The Raptors were making more money than ever before. They were a perennial playoff team and would have continued to be with the personnel they had in place. Ujiri had preached patience for years, sticking with many of the guys he inherited from the previous regime. He certainly could have opted for the status quo. Many others would have. Why rock the boat?
He wanted more. Good wasn’t good enough.
“We all dream of a championship,” he said. “We all think about that. I think the change was hard at the time, but we knew the kind of player we were getting, and if we overcame and we dealt with all the issues, we felt that things could come together.
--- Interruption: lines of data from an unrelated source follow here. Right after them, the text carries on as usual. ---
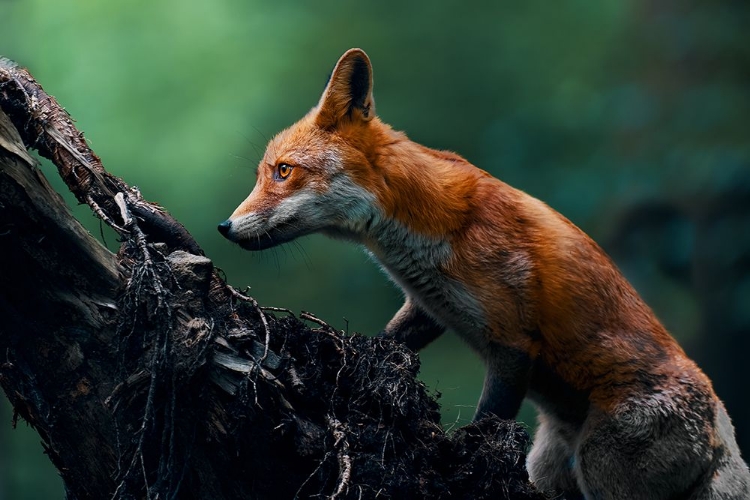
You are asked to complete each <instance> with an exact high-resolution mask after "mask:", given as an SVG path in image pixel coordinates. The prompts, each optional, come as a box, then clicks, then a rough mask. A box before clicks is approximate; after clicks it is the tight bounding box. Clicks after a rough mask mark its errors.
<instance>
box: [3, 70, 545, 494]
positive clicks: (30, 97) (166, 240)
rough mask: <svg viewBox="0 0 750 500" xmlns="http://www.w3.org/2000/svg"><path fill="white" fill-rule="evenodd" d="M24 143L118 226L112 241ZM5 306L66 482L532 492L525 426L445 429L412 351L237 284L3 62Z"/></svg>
mask: <svg viewBox="0 0 750 500" xmlns="http://www.w3.org/2000/svg"><path fill="white" fill-rule="evenodd" d="M27 147H28V148H33V149H36V150H37V151H38V152H39V154H40V155H42V156H44V157H46V158H49V159H50V160H51V161H52V162H53V163H54V164H55V165H56V166H57V168H58V171H59V173H60V175H61V176H62V178H63V180H64V181H65V182H66V184H67V185H68V187H69V188H70V190H71V191H72V192H73V193H74V195H75V196H76V198H77V199H78V200H79V201H80V202H81V203H86V204H88V205H89V206H90V207H91V209H92V210H93V211H94V212H95V213H96V215H97V216H98V217H99V218H101V219H102V221H104V222H105V223H106V224H108V225H110V226H111V227H112V228H114V229H115V231H117V233H118V234H119V236H120V238H121V242H122V244H121V248H120V250H119V252H118V253H117V254H116V255H115V254H113V253H111V252H110V251H108V250H107V249H106V248H104V247H103V246H102V245H101V244H100V243H99V242H98V241H97V240H96V239H94V238H93V237H91V236H90V235H89V234H88V232H87V231H86V230H85V229H83V227H82V226H81V225H80V224H79V223H78V222H77V221H76V220H75V219H74V218H73V217H72V216H71V214H70V212H69V211H68V209H67V207H66V206H65V203H64V202H63V200H62V198H61V197H60V196H59V195H58V194H57V193H56V192H54V190H53V189H52V188H51V187H50V186H49V184H48V183H47V181H46V180H45V178H44V177H43V175H42V174H41V172H40V171H39V170H38V168H37V165H36V161H35V159H34V158H33V157H32V156H30V155H29V154H28V152H27V149H26V148H27ZM0 313H1V314H2V317H3V320H2V322H0V384H1V385H2V387H3V389H4V390H5V393H6V395H7V396H8V398H9V399H10V401H11V403H12V404H13V407H14V411H15V415H16V418H18V417H21V418H23V419H25V420H26V421H28V423H29V424H30V425H31V426H33V428H34V429H35V430H36V431H37V432H38V433H39V435H40V437H41V438H42V441H43V443H44V446H45V449H46V451H47V453H48V454H49V457H50V459H51V460H52V462H53V463H54V465H55V467H56V468H57V469H58V470H59V472H60V475H61V476H62V479H63V481H64V484H65V488H66V491H67V496H68V498H69V499H80V500H83V499H102V498H112V499H131V498H148V499H157V498H158V499H176V498H179V499H212V500H221V499H247V498H273V499H283V498H311V497H316V498H317V497H321V496H322V497H327V498H341V499H344V498H376V497H377V498H399V499H403V498H451V499H456V498H466V499H470V498H471V499H481V498H508V499H539V498H543V497H542V496H541V495H540V494H539V493H537V492H536V491H535V490H534V489H533V487H532V486H531V485H530V484H529V482H528V476H527V474H526V471H525V468H524V463H525V451H526V448H527V446H528V436H527V434H526V432H525V431H524V429H523V428H521V427H520V426H519V425H518V424H516V423H515V422H510V421H501V420H498V419H486V420H482V421H480V422H478V423H476V424H472V425H469V426H466V427H464V428H462V429H459V430H457V431H456V432H454V433H453V434H451V435H448V434H446V433H445V431H444V430H443V428H442V427H441V425H440V414H439V407H438V404H437V403H436V401H435V399H434V398H433V397H431V396H430V395H429V394H428V393H427V391H426V390H425V387H424V385H423V384H422V383H421V382H419V381H418V380H417V379H416V374H417V372H418V370H419V359H418V357H417V355H416V354H414V353H413V352H411V351H409V350H408V349H406V348H405V347H403V346H401V345H399V344H397V343H395V342H393V341H390V340H384V339H371V338H366V337H363V336H360V335H356V334H355V335H344V334H343V332H340V331H336V330H334V329H333V328H331V327H329V326H328V325H327V324H326V323H325V322H323V321H321V320H319V319H317V318H315V317H314V316H312V315H310V314H307V313H303V314H301V315H300V317H299V318H298V317H295V316H294V315H293V314H291V312H289V311H285V310H282V309H274V310H269V309H264V308H262V307H260V306H259V305H258V304H257V302H256V301H255V300H254V299H253V298H251V297H249V296H247V295H245V294H243V293H241V292H238V291H237V290H234V289H233V288H231V287H230V286H229V285H227V283H226V282H225V280H224V279H223V277H222V275H221V273H220V272H219V271H217V270H216V269H215V268H214V267H213V264H212V262H211V260H210V259H208V258H207V257H206V256H204V255H203V252H202V250H201V249H200V247H199V246H198V245H197V243H196V242H195V240H194V239H193V238H192V236H191V235H190V234H189V233H188V232H187V231H186V230H185V229H184V227H183V226H182V225H181V224H179V223H178V222H177V221H176V220H174V219H173V218H172V217H171V216H170V215H169V214H168V213H167V212H166V211H165V210H163V209H162V208H161V207H159V206H157V205H155V204H152V203H149V202H147V201H145V200H143V199H142V198H141V196H140V194H139V193H138V191H137V190H135V189H133V188H131V187H129V186H128V185H127V184H125V182H124V181H122V180H121V179H118V178H116V177H114V176H112V175H111V174H109V173H108V172H107V171H106V170H104V168H103V166H102V164H101V161H100V160H99V158H98V157H97V156H96V155H95V154H94V153H93V152H92V151H91V150H90V149H89V148H88V146H87V144H86V142H85V140H84V138H83V135H82V134H81V133H80V132H79V131H77V130H76V128H75V127H74V126H73V123H72V121H71V119H70V117H69V116H68V115H67V113H66V112H65V111H64V110H63V109H62V108H61V107H60V106H59V105H58V104H57V102H56V101H55V100H54V99H53V98H51V97H50V96H48V95H47V94H45V93H44V91H43V90H42V88H41V86H39V84H38V83H37V82H36V81H34V79H33V78H32V77H31V76H30V75H29V74H28V72H26V71H25V70H23V69H21V68H18V67H16V66H15V65H14V64H13V63H11V62H10V61H7V60H0Z"/></svg>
I think we were all positive about this kind of moment and all dreamt about it.”
Now, there’s no question about it – this is Ujiri’s team. He put his stamp on it this past summer, and then again with the mid-season trade of Jonas Valanciunas. Lowry is the only player left that predates him.
He acquired Leonard and Danny Green from San Antonio, picked up Gasol from Memphis, selected Pascal Siakam with the 27th pick, OG Anunoby with the 23rd pick and Norman Powell 46th overall, and scooped Fred VanVleet up as an undrafted free agent.
That team is in the NBA Finals. You can’t argue it wasn’t worth it. Ujiri shouldn’t need vindication for taking a big swing and doing right by his team and the city it represents. Regardless, he’s got it.